でも、そこに**“本当の自分”はいない**。
そんな中、階段の下から声が響いた。
「は?意味わかんないんだけど」
女子の怒鳴り声。数人の人だかり。
その中心にいたのは、花鷹しずくだった。
その相手――天音の“友達”のひとり。
明るくて少しおしゃべりな、グループのムードメーカー。
揉め事の発端は些細なことだった。
ロッカーでぶつかった。文句を言われた。
しずくが無視した。相手が嫌味を言った。
その程度の口火で、しずくは一気に態度を変えた。
「自分の荷物ぐらいちゃんと見てろ。

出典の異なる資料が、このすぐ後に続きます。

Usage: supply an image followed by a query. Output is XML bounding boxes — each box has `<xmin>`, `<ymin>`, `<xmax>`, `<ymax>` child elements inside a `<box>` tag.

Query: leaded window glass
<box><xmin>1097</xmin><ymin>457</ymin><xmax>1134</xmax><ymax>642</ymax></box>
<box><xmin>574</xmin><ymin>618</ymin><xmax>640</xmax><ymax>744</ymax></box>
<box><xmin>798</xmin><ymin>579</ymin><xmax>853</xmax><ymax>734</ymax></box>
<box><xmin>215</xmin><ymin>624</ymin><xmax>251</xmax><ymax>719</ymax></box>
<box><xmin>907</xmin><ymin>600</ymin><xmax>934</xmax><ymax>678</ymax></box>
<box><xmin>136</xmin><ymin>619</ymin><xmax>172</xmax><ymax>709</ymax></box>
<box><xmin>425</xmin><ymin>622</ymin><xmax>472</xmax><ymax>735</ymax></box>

こっちは踏まれてないだけマシなんだよ」
「え、なにその顔。喧嘩売ってんの?だったら黙ってろよ」
口調は冷たい。表情も硬い。
それでも、一歩も引かない。
相手の女子がぐっと目を潤ませたとき、
天音が、割って入った。
「ちょっと、ごめんね。しずくちゃん……だよね? 何か誤解があったみたい」
しずくは天音を見た。
その目には、まるで別の生き物を見るような距離感があった。
「あんた、誰?」
「えっと……私、同じクラス。橘天音」
「ああ、あんたか。“みんなに好かれる子”」
「…………そう、かもね」
天音は笑った。反射のような、完璧な笑顔だった。
でも、しずくはそれを見て――明確に嫌悪を示した。
「……気持ち悪いんだよ、その顔」
周囲が一瞬、静まり返った。
天音の“友達”が一人、「何それ!」と声を上げた。
でも、しずくはもう、背を向けて歩き出していた。
その場は何となく収まった。
天音は「大丈夫」と言って笑っていた。
でも、あの言葉――
「気持ち悪いんだよ、その顔」
――は、確かに胸に刺さっていた。
仮面にしか見えないのか。
“笑顔”が、誰かにとっては拒絶の対象になるのか。
しずくの目は、
“演じる天音”ではなく、
その奥の何かを見抜いていた気がした。